Notice the terrible irony if this trend were to continue. When the secular church goes after its heretics, where are the sanctuaries? To what landfalls and Plymouth Rocks can future pilgrims go?" - Neal A. Maxwell]

["When they came for the gypsies, I said nothing, because I wasn't a gypsy. When they came for the homosexuals, I said nothing, because I wasn't a homosexual. When they came for the Jews, I said nothing, because I wasn't a Jew. Then they came for the Catholics, and I said nothing, because I wasn't a Catholic......then they came for me, and there was no one left to defend me." - Neimoller in Nazi Germany]

6 comments:

Anonymous said...

thank you for this post.

the only similarity i've ever seen between the gay marriage issue and the civil rights issue is that many many (not all, but many) gay marriage supporters look like the white people screaming at black people participating in the non-violent civil rights demonstrations.

it's kind of ridiculous. the sad thing is that the civil right demonstrators knew the ugliness they would face. they made sure the media was present as often as possible-- so everyone could see the evil of racism in action.

ruby eliot

journalista said...

Happy Thanksgiving Pearl!
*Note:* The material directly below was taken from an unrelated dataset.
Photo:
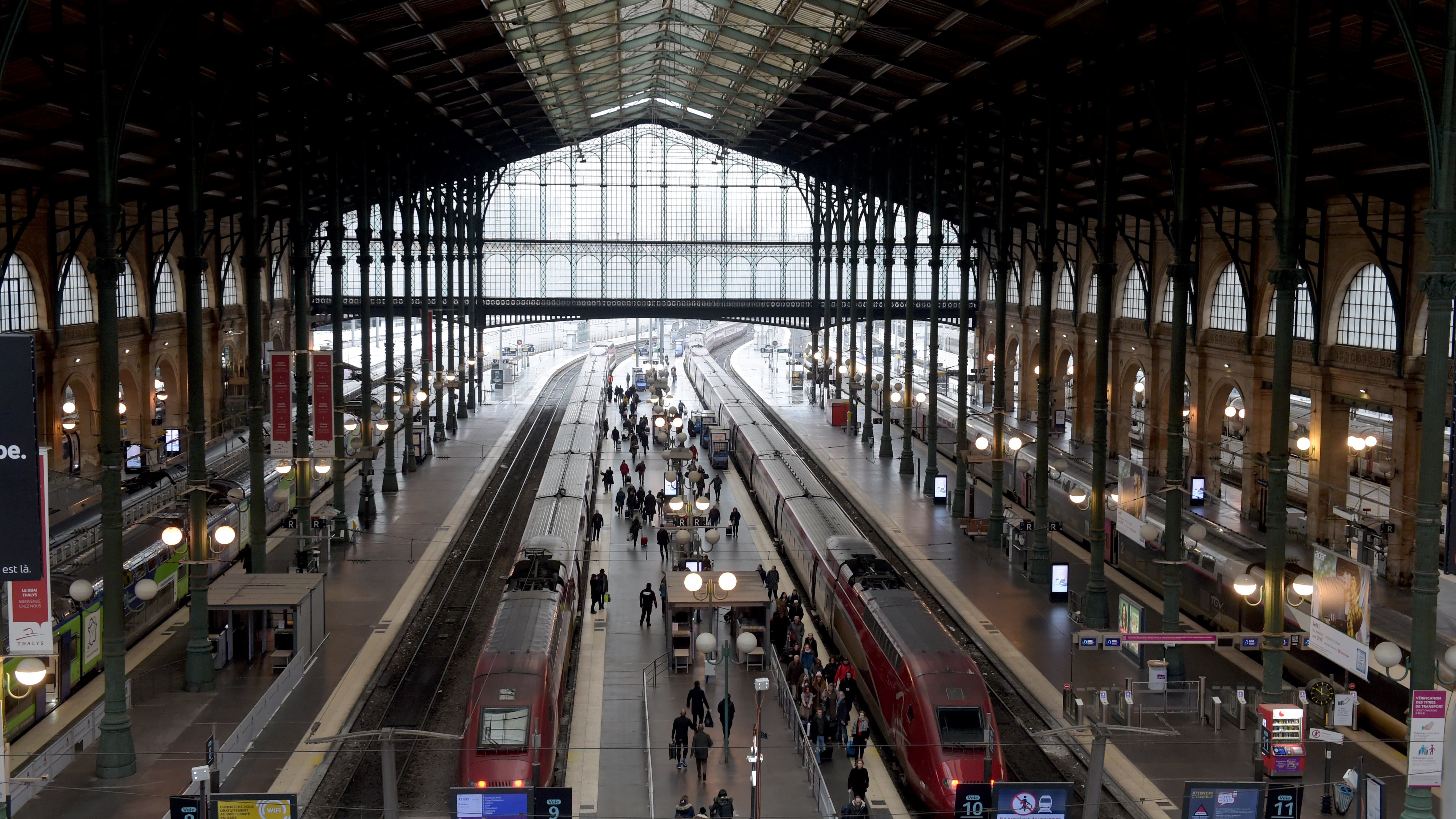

This is such a great post! You're a terrific writer. It is mind boggling to me that gays seem to think that they are "the oppressed, battered, African-American sequels." They seem not to know exactly what the definitions of these words are. It seems to me like they are the ones doing the oppressing and battering....to everyone else, just like you said. Things are getting ugly. I'm go grateful for the knowledge we have! Happy Thanksgiving!

~Journalista

The Kolste Family said...

I am one of your blog stalkers. I found you through a friend of a friend. I hope you don't mind if I put a link to this blog on my own. Thanks for all of your work to protect marriage! You are an excellent writer.

Pearl said...

Stalk away, Kolste Family! I'm glad you've found some useful information here. I would love for you to link to my blog. The more attention traditional marriage gets, the better. Thanks for visiting. I hope you keep coming.

FS Carrie said...

Really? Is this really the route you want to go? Comparing a religion with a history of official, church-sanctioned (and recent) racism with the people oppressed by church dogma? I mean, really? Isn't that just a bad PR move?

Pearl said...

Well, first, it's not a PR move, it's an opinion. I do not speak for the Church. And second, the Church has never been racist. Since its creation, we have always welcomed people of all races and creeds in our Church. Blacks may not have been able to receive the Priesthood for a time, but they've always been welcomed as members, and they are able to hold the Priesthood now. Women cannot receive the Priesthood, but our Church is not sexist either. Churches have the right to decide who will be clergy and what members' roles will be - that does not mean that they are automatically racist or sexist.

Homosexuals have not been "oppressed by church dogma." Californians voted, gay marriage lost, end of story. Conspiracy theories are just that, theories...ridiculous ones.